Small Business Fetish

I have no idea why no one else ever fact checks this garbage, but I always will:

BIDEN: Well Gwen, where I come from, it’s called fairness, just simple fairness. The middle class is struggling. The middle class under John McCain’s tax proposal, 100 million families, middle class families, households to be precise, they got not a single change, they got not a single break in taxes. No one making less than $250,000 under Barack Obama’s plan will see one single penny of their tax raised whether it’s their capital gains tax, their income tax, investment tax, any tax. And 95 percent of the people in the United States of America making less than $150,000 will get a tax break.

Now, that seems to me to be simple fairness. The economic engine of America is middle class. It’s the people listening to this broadcast. When you do well, America does well. Even the wealthy do well. This is not punitive. John wants to add $300 million, billion in new tax cuts per year for corporate America and the very wealthy while giving virtually nothing to the middle class. We have a different value set. The middle class is the economic engine. It’s fair. They deserve the tax breaks, not the super wealthy who are doing pretty well. They don’t need any more tax breaks. And by the way, they’ll pay no more than they did under Ronald Reagan.

IFILL: Governor?

PALIN: I do take issue with some of the principle there with that redistribution of wealth principle that seems to be espoused by you.

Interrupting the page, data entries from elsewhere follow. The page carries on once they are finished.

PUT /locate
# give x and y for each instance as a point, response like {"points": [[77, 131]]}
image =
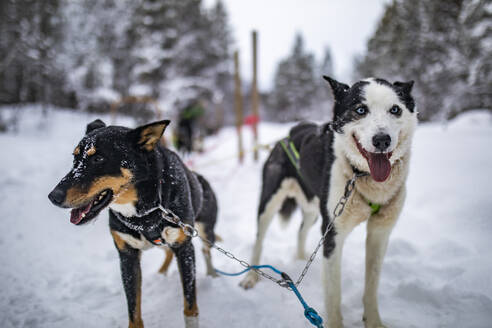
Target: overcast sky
{"points": [[343, 25]]}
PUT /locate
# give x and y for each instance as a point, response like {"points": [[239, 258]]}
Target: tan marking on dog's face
{"points": [[77, 196], [119, 242], [91, 151], [129, 195], [150, 136], [190, 310]]}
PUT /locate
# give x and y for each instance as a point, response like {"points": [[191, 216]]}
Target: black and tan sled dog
{"points": [[129, 171]]}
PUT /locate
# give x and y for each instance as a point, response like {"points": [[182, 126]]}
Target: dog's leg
{"points": [[308, 219], [264, 221], [207, 232], [167, 261], [379, 228], [185, 256], [332, 283], [131, 276]]}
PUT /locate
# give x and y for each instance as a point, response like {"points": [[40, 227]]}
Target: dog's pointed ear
{"points": [[404, 87], [96, 124], [147, 136], [339, 89]]}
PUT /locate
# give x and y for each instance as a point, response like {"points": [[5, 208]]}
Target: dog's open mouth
{"points": [[83, 214], [379, 163]]}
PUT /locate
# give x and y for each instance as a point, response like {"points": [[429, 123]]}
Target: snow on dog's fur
{"points": [[371, 132]]}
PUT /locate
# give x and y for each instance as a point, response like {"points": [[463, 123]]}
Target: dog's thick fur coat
{"points": [[371, 132], [129, 171]]}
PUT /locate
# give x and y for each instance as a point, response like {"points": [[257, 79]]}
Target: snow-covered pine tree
{"points": [[324, 98], [295, 85], [440, 45]]}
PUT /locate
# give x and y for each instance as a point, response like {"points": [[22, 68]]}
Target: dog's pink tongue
{"points": [[380, 166], [76, 213]]}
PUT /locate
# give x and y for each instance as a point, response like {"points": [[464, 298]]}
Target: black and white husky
{"points": [[371, 132]]}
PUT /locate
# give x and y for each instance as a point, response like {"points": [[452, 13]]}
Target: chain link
{"points": [[339, 208], [192, 232]]}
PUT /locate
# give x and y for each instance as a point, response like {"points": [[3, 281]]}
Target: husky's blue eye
{"points": [[395, 110], [361, 110]]}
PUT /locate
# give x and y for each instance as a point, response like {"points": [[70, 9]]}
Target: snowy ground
{"points": [[437, 273]]}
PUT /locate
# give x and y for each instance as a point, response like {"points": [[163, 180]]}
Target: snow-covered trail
{"points": [[437, 272]]}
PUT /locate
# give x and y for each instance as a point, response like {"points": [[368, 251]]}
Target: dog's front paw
{"points": [[250, 280], [191, 322], [374, 322]]}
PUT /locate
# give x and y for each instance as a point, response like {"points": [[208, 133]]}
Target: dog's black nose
{"points": [[57, 196], [381, 141]]}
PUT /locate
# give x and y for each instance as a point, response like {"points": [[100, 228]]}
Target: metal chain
{"points": [[192, 232]]}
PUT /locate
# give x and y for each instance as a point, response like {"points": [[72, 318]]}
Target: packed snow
{"points": [[437, 272]]}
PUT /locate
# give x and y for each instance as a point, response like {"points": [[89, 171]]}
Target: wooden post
{"points": [[239, 106], [254, 97]]}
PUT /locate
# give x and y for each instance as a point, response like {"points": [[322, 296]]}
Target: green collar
{"points": [[374, 207]]}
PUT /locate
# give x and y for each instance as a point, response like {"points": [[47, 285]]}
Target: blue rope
{"points": [[309, 312]]}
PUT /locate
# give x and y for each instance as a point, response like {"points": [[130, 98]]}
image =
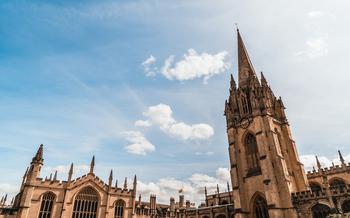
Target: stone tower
{"points": [[265, 166]]}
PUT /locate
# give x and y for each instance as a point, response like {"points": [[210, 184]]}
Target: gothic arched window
{"points": [[252, 155], [46, 205], [338, 184], [86, 203], [345, 207], [260, 208], [320, 211], [119, 209]]}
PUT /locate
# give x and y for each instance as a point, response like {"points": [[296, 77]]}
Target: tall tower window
{"points": [[46, 205], [320, 211], [86, 203], [260, 208], [119, 209], [252, 155]]}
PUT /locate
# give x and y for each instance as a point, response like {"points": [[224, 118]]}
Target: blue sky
{"points": [[71, 77]]}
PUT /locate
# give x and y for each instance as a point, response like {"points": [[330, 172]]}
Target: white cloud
{"points": [[161, 115], [147, 66], [309, 161], [138, 143], [142, 123], [192, 187], [194, 65], [64, 169], [318, 14], [314, 48], [208, 153]]}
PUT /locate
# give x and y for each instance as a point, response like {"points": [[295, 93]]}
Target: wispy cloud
{"points": [[192, 66], [139, 145], [314, 48], [161, 115]]}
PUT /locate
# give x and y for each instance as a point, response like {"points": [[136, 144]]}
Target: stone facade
{"points": [[267, 177]]}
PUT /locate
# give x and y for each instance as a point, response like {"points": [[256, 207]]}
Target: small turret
{"points": [[70, 173], [55, 176], [36, 164], [92, 165], [126, 183], [134, 188]]}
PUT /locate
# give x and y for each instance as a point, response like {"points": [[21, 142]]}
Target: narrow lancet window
{"points": [[252, 155], [46, 205]]}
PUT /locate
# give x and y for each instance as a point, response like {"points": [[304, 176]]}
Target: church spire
{"points": [[38, 158], [246, 72], [318, 163], [341, 158]]}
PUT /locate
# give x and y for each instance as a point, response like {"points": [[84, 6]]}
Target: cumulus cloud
{"points": [[147, 66], [309, 161], [194, 65], [192, 187], [314, 48], [161, 115], [208, 153], [138, 143]]}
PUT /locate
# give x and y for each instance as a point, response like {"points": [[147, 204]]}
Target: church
{"points": [[267, 178]]}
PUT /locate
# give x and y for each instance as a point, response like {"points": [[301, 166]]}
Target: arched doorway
{"points": [[260, 209], [86, 203], [345, 207], [320, 211], [47, 205]]}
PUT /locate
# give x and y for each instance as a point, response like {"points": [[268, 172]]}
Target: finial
{"points": [[263, 79], [92, 164], [318, 163], [233, 83], [70, 173], [341, 158], [126, 183], [55, 176], [5, 199], [110, 178], [26, 173], [135, 180]]}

But when you talk about Barack’s plan to tax increase affecting only those making $250,000 a year or more, you’re forgetting millions of small businesses that are going to fit into that category. So they’re going to be the ones paying higher taxes thus resulting in fewer jobs being created and less productivity.

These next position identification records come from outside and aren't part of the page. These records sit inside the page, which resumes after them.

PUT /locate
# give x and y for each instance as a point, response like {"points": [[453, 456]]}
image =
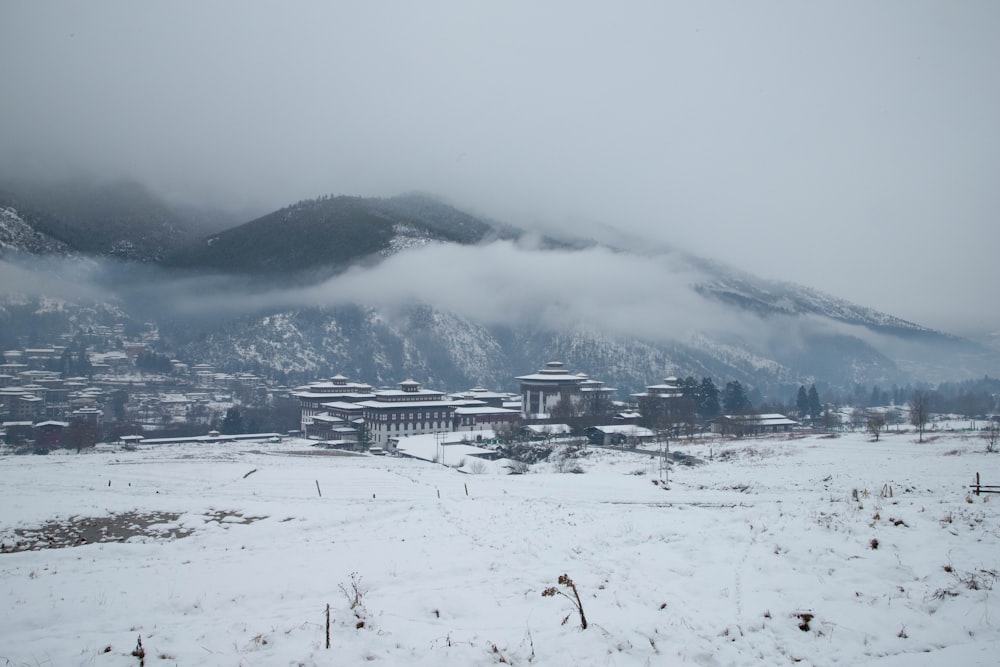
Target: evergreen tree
{"points": [[815, 407], [708, 399], [802, 402], [232, 424], [734, 398]]}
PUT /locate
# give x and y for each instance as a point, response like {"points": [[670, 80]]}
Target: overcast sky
{"points": [[849, 146]]}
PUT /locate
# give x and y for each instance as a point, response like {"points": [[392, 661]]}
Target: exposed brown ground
{"points": [[77, 531]]}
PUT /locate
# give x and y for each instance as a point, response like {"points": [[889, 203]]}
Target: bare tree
{"points": [[920, 411], [991, 434], [874, 423]]}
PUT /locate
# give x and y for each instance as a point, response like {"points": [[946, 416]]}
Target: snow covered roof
{"points": [[449, 448], [625, 429], [407, 405], [549, 429], [484, 410]]}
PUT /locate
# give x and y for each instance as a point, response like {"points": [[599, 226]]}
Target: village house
{"points": [[752, 424], [619, 435], [543, 391]]}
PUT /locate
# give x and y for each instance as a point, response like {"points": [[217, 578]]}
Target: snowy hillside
{"points": [[18, 235], [811, 551]]}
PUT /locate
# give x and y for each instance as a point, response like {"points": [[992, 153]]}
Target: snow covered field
{"points": [[763, 555]]}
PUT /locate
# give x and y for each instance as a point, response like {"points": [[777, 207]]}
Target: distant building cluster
{"points": [[104, 385]]}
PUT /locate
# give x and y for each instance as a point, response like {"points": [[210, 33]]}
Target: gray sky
{"points": [[848, 146]]}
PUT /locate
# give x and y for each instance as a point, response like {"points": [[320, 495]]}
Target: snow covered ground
{"points": [[763, 555]]}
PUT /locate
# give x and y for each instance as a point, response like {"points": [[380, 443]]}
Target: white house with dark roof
{"points": [[541, 391]]}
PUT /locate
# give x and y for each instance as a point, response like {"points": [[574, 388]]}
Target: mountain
{"points": [[118, 219], [20, 235], [315, 238], [270, 296]]}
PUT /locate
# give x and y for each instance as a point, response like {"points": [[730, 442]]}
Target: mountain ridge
{"points": [[802, 334]]}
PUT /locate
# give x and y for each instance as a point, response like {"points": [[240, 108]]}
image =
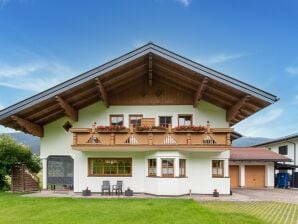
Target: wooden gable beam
{"points": [[68, 109], [29, 126], [150, 71], [235, 109], [199, 92], [102, 92]]}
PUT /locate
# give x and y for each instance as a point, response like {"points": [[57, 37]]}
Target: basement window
{"points": [[184, 120], [116, 120], [67, 125], [283, 150], [151, 167], [167, 167], [164, 121]]}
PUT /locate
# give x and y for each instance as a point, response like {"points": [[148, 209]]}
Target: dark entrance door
{"points": [[60, 172]]}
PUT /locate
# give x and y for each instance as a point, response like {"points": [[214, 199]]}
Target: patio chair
{"points": [[105, 187], [118, 187]]}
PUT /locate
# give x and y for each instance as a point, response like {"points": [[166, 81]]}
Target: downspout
{"points": [[294, 151], [293, 170]]}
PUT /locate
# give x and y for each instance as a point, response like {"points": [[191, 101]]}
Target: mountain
{"points": [[26, 139], [249, 141]]}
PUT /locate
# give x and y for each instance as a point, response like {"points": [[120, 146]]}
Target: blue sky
{"points": [[43, 43]]}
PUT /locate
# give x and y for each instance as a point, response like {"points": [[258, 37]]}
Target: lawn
{"points": [[17, 209]]}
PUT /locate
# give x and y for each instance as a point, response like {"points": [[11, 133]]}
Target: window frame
{"points": [[184, 167], [181, 115], [167, 167], [135, 115], [283, 147], [167, 125], [103, 164], [116, 115], [217, 168], [151, 166]]}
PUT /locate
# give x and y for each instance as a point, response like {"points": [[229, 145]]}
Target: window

This simply isn’t true, and since it is the key to Republican class warfare, it can’t go unchecked. Companies, small or otherwise, are taxed after expenses, not before. When you raise taxes on people earning $250,000, you’re not jamming up the guy who owns the local tavern. Because even if his business produces, say, $500,000 in annual revenue, he deducts his labor costs, (bartenders, cleaners, security) his cost of goods sold, (beer, wine, liquor, food) utilities, rent, advertising, office supplies, etc. So yeah, the business brings in a lot of money, but if the owner only clears $75,000/year, he isn’t taxed as if he were rich. Small business or not, income is income. Lumping him in with Wall Street executives who make half million dollar salaries is disingenuous, and claiming that he will create less jobs because rich people might pay a bit more in taxes is just a lie.

Comments

  1. kiel says:

    Precisely, And to be honest, the only “jobs” the rich people I know create are jobs for illegal aliens (gardeners, mainly) and under-the-table, cash-only jobs (nannies, often also illegals). So one would think that anti-immigration McLame (note: new nickname) would be all for eliminating a few of these “jobs,” creating a few less incentives for illegals to come over.

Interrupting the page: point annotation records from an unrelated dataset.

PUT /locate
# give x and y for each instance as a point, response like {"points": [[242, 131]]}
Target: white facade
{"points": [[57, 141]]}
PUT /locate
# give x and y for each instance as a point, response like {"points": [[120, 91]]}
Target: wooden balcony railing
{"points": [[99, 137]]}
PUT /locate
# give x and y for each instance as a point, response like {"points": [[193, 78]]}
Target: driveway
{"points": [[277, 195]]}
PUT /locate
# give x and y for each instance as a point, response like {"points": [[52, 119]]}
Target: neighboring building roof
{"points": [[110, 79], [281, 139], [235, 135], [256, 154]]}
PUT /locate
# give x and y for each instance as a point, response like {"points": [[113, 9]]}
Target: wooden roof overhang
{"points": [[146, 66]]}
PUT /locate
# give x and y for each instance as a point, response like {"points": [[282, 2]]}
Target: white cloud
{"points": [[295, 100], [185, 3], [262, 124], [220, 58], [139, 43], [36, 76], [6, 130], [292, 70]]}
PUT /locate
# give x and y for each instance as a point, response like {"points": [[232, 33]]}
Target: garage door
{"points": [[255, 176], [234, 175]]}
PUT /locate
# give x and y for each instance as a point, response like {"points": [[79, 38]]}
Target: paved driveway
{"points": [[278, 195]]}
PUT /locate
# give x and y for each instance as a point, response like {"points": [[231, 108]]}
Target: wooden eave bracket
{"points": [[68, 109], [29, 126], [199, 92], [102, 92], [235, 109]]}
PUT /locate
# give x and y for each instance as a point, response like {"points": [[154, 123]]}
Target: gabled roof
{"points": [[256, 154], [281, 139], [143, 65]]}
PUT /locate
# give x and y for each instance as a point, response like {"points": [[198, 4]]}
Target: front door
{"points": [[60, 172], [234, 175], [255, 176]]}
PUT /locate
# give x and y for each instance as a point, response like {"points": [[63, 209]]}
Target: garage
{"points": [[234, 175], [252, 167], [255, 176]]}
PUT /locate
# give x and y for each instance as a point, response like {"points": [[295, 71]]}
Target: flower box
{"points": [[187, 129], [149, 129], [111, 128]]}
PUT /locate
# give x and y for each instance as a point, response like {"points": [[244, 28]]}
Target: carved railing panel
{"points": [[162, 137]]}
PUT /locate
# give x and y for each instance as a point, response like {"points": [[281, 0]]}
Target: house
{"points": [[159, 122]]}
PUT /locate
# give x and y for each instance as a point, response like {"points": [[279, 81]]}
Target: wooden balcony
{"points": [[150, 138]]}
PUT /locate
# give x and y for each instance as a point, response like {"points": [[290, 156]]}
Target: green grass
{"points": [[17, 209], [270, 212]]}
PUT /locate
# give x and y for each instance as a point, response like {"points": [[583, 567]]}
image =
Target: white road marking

    (Only half-faceteous here…)

  2. matt says:

    >McLame (note: new nickname)

    not going to cut it either, sorry.

  3. sarabeth says:

    Adding to Matt’s point, it’s like I said this morning: the McCain-Palin campaign only attacks Obama with lies that have already been proven to be lies.

    In June, after the McCain campaign started using the line that more than 20 million small businesses who file their income tax as individuals would see their taxes raised under Obama’s plan (Carleton S. Fiorina said 23 million, McCain said 21.6 million), Media Matters pointed out that:

    … according to the nonpartisan Tax Policy Center’s table of 2007 tax returns that reported small-business income, only 481,000 of those returns are in the top two income-tax brackets — which include all filers with taxable incomes of more than $250,000 — not 21.6 million.

    So the well-tutored Baby Sarah should certainly have known that there aren’t millions of small businesses that are going to fit into that category of making $250,000 a year or more.

  4. vineeta says:

    Sarah Palin claims to be a former business owner. Surely she knows how small businesses are taxed?

  5. sac says:

    Biden half-way rebuked her when he said 95% of business owners make under 250k.

  6. kiel says:

    McBrain-less?
    McBush?
    McShrub?
    O’l Man McMansion?

  7. matt says:

    john mccain.

  8. sarabeth says:

    at this point, just the name mccain is enough of an insult, actually. he’s thoroughly besmirched the family honor, hasn’t he?

  9. kiel says:

    Does it have to be lower-case?

  10. sarabeth says:

    that’s not a sincere question if you start it with a capital D

  11. jack says:

    Half of all “small” businesses will be impacted by the $250,000 taxation method Obama suggests. I have started, sold, closed multiple businesses in my life and in every case I will consider reducing expenses to increase or maintain profits. Taxes are an expense. I have laid off employees in order to maintain profit levels. Usually it is the minimum wage, unskilled employees that take the hit. At other times it may be high priced executive overhead. Sometimes, a blend. Increased taxes on business costs jobs. Just a fact of “small” business.

  12. sarabeth says:

    Pardon me if I trust the Tax Policy Center’s analysis rather than your gut feel.

    Half of all small businesses, indeed!